Context: According to a recent study, more people are inclining toward digital payments and there is a rise in the number of people’s interactions with their bank or bank accounts happen through their smartphones.

• Global cybersecurity firm has recently warned of an increase in cyberattacks on Android and iOS devices in the Asia Pacific (APAC) as more people switch to mobile banking in the region.

Key highlights

• COVID-19 pandemic made a lot more people switch to digital modes of payment instead of transacting with cash which increased threat of cyberattacks on mobile devices.

• Mobile banking Trojans are dangerous malware that can steal money from mobile users’ bank accounts by disguising the malicious application as a legitimate app.

• A Trojan is a malicious code or software that looks legitimate but can take control of your device, including smartphones.

• There are two prominent malware campaigns that operate in the Asia Pacific region and target smartphone users in several countries.

Anubis

• It is a mobile banking trojan.

• It has been targeting Android users since 2017.

• It has continued to be one of the most common mobile banking trojans with one in 10 unique Kaspersky users encountering a banking threat from the malware.

How it works ?

• The perpetrators infect the device through legitimate-looking and high-ranking malicious apps on Google Play, smishing (phishing messages sent through SMS), and BianLian malware.

Roaming Mantis

• It is a malware targeting mobile banking users.

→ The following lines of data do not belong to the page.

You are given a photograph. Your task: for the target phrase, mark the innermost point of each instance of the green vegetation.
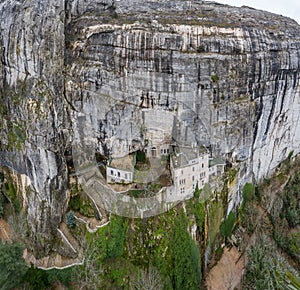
(12, 265)
(71, 220)
(248, 193)
(79, 202)
(267, 270)
(215, 217)
(214, 78)
(227, 226)
(10, 192)
(185, 268)
(271, 212)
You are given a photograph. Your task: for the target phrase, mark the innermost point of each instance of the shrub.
(227, 226)
(248, 193)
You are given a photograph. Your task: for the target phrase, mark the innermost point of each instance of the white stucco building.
(120, 170)
(189, 166)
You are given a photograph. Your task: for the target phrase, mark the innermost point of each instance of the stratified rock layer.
(230, 75)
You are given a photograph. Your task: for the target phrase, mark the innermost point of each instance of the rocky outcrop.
(230, 75)
(33, 110)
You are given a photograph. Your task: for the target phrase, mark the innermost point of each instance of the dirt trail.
(227, 274)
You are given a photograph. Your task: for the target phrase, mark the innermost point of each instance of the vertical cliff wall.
(230, 75)
(34, 117)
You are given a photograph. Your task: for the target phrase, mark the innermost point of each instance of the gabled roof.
(122, 163)
(182, 155)
(216, 161)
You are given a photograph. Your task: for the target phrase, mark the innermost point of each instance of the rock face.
(229, 75)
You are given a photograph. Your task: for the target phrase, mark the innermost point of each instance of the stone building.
(189, 166)
(120, 170)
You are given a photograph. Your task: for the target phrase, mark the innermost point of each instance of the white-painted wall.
(118, 175)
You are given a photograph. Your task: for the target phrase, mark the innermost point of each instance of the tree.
(148, 280)
(227, 226)
(12, 265)
(185, 266)
(71, 220)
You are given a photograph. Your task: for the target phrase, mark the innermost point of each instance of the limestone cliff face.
(229, 75)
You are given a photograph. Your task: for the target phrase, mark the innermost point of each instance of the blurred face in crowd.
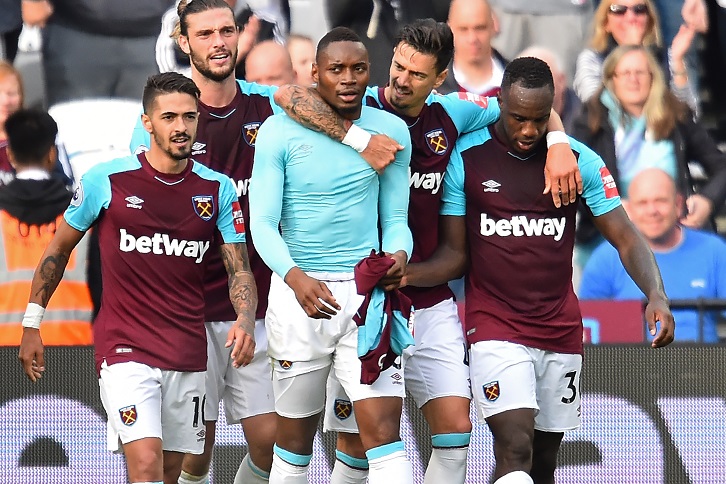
(628, 21)
(472, 23)
(10, 96)
(212, 43)
(172, 123)
(302, 54)
(654, 206)
(341, 73)
(632, 80)
(412, 77)
(269, 63)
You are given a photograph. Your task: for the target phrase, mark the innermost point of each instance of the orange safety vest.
(67, 319)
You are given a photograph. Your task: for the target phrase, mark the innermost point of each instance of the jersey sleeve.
(140, 138)
(394, 195)
(265, 197)
(470, 112)
(453, 200)
(230, 222)
(599, 190)
(92, 195)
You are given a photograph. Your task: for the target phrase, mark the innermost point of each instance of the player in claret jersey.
(522, 317)
(158, 215)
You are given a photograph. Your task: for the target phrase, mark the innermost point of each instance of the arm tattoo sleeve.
(242, 289)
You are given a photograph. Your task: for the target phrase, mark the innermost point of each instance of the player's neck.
(163, 163)
(216, 94)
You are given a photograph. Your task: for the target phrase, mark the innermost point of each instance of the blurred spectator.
(635, 123)
(11, 100)
(692, 263)
(633, 22)
(269, 63)
(100, 48)
(30, 207)
(559, 25)
(476, 67)
(565, 103)
(302, 54)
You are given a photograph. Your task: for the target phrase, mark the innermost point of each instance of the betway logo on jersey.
(162, 244)
(521, 226)
(427, 181)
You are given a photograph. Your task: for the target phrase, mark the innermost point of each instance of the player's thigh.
(558, 391)
(502, 377)
(436, 366)
(183, 428)
(131, 395)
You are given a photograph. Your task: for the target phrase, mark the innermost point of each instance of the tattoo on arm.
(242, 289)
(305, 106)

• It attacks Android devices and spreads the malicious code by hijacking domain name systems (DNS) through smishing exploits. 

• It is known for targeting Android devices, but it has recently targeted the iOS users.

How it works?

• The group targets users by sending smishing texts with a short description and a URL landing page.

• If a user clicks on the link and opens the landing page, they are redirected to a phishing page.

• Once the individual inputs their login credentials and proceed to the two-factor authentication, the attacker gets to know the user’s device and login details.

Issues related Interoperability 

• Mobile payment platforms have benefited from the shift in consumers’ adoption of mobile banking.

• They are operating in a closed-loop payment world where a Google Pay user can send money to another bank account via only the it’s payment platform.

• It is similar to how Visa and Mastercard operate as they let payment transactions happen only within their own networks, not between each other.

• Some countries are already making payment platform providers change their business model.

• China has ordered its internet companies to offer their rival firm’s link and payment services on their platforms.

• In India, a new law demands all licensed mobile payment platforms to be capable of providing interoperability between wallets.

• The push from regulators to make payment platforms interoperable comes at a time when the banking industry is facing a severe shortage of technical experts.

• The shortage of technology, engineering, data and security experts needed by banks to realise their digital aspirations.

• The lack of adequate cybersecurity and the dearth of talent in banking could potentially lead to a further rise in cyberattacks on user devices.

Road Ahead

• Usual practice of digital hygiene like keeping the phone up-to-date and rebooting regularly can be done.

• Further, consumers can ensure that they use their phones for banking only when the device is connected to a secure VPN (VPN stands for "Virtual Private Network" and describes the opportunity to establish a protected network connection when using public networks) and iOS 16 users can turn on Lockdown Mode as it limits the device’s functionality and protects it from any potential malware.